Mr Ross extended an olive branch to Mr Johnson on Thursday, disclosing he had withdrawn his letter to the 1922 Committee calling for a vote of no confidence.
The Scottish Conservatives also invited the Prime Minister to speak in person at their two-day spring conference. It had previously been expected he would address the event virtually.
His intervention was a huge boost to Mr Johnson’s longer term hopes of riding out the Partygate scandal as Mr Ross was the first senior Tory to demand his resignation.
Mr Ross urged Mr Johnson to quit in January after the Prime Minister failed to convince him in a phone call about why he attended a Downing Street garden party during lockdown. Almost all the party’s 31 MSPs then echoed their leader’s call.
With the immediate threat to Mr Johnson’s position receding as a result of the Ukraine crisis, Mr Ross had been under increasing pressure to explain how he could continue working with the Prime Minister while seeking his removal from office.

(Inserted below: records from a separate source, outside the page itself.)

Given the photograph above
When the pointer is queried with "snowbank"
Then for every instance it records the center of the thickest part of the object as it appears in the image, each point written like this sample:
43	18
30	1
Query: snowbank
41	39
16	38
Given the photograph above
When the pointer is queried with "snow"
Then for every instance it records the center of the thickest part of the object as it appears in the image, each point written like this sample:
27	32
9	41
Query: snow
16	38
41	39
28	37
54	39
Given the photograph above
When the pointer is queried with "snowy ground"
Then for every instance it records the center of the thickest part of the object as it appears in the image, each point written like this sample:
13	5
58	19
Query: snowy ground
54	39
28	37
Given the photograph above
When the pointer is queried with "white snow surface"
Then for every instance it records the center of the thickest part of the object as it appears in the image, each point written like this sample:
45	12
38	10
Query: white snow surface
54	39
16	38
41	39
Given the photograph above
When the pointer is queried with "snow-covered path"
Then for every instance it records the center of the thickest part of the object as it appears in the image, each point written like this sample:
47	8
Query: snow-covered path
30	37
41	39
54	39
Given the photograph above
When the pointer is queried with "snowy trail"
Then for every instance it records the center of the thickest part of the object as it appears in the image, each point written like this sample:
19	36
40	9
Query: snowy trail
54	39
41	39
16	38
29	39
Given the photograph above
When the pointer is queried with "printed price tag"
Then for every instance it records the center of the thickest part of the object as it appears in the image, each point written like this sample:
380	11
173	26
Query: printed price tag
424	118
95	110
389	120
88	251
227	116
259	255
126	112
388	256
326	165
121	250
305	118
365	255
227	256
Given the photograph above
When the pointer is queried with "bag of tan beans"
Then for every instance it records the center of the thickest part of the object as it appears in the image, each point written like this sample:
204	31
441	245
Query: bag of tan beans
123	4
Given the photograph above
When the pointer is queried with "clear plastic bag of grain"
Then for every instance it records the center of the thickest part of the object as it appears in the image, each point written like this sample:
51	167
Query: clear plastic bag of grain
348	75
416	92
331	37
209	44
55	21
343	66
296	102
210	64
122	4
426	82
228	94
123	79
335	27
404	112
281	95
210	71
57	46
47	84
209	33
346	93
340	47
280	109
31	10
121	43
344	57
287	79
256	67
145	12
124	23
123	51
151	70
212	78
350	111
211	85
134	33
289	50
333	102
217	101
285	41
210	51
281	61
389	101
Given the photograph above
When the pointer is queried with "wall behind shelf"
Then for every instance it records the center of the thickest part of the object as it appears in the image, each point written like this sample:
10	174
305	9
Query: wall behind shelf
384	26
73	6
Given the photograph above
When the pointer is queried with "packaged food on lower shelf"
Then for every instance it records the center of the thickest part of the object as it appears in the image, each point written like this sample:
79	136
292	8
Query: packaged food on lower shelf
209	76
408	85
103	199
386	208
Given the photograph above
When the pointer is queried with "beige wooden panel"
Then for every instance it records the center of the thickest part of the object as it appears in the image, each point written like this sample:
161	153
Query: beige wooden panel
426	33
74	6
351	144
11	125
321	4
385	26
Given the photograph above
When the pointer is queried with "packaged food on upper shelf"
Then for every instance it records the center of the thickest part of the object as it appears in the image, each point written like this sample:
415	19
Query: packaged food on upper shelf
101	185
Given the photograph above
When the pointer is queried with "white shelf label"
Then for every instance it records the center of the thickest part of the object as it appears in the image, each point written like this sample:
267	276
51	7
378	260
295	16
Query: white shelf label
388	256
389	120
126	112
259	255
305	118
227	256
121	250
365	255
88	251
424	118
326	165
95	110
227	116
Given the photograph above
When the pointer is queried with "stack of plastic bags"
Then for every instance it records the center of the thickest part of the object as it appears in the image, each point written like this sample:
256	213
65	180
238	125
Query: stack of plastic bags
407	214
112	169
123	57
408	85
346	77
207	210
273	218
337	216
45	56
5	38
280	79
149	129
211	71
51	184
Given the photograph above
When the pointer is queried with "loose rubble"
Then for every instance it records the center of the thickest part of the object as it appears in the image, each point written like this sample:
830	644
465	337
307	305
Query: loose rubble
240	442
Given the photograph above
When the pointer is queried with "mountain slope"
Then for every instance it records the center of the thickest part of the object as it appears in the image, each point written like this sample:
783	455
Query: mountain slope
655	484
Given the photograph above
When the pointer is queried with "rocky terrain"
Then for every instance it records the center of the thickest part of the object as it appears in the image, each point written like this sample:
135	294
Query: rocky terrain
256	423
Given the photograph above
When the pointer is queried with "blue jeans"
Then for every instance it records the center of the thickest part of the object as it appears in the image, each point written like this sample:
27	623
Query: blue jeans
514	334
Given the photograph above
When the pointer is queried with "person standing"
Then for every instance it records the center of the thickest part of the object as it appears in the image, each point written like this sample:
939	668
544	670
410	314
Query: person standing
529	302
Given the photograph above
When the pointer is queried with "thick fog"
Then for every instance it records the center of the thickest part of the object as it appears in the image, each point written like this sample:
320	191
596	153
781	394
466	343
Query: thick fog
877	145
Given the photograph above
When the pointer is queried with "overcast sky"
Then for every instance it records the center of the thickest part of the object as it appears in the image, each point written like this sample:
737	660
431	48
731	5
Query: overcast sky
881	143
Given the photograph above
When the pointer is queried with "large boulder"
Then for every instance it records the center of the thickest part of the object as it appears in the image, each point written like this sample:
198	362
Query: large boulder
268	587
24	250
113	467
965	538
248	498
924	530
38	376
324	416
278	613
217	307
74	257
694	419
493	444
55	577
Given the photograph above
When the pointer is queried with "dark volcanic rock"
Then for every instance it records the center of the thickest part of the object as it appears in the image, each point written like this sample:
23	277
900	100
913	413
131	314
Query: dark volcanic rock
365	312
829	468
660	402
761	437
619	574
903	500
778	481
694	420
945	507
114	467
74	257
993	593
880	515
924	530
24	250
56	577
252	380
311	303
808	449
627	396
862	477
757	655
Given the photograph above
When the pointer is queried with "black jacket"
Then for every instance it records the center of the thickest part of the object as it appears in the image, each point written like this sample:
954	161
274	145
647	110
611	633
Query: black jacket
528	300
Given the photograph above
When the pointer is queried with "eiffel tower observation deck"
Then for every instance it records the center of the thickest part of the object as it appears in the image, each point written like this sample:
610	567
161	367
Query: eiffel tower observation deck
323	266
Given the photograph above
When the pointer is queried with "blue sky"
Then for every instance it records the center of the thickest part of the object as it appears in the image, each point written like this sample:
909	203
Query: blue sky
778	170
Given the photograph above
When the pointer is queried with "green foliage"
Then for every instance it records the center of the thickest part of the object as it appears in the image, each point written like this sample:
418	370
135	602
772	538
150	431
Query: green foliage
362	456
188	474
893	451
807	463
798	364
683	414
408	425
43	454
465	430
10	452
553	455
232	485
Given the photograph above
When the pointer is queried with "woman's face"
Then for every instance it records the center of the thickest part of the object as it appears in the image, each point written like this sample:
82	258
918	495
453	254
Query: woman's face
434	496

‘Now is the time for unity’
The Scottish Tory leader told the BBC: “Now is not the time to try and replace a prime minister – now is the time for unity. The only person who would gain from the removal of a UK prime minister from office would be Vladimir Putin.”
He added: “We should be supporting the Government to support the people of Ukraine, to support the government of Ukraine, because the real threat to everything at the moment is from Vladimir Putin.
“It’s not actions that took place a couple of years ago, serious though they are. It’s the actions that are happening right now, with people dying, children losing their lives and a country being destroyed through no fault of their own.”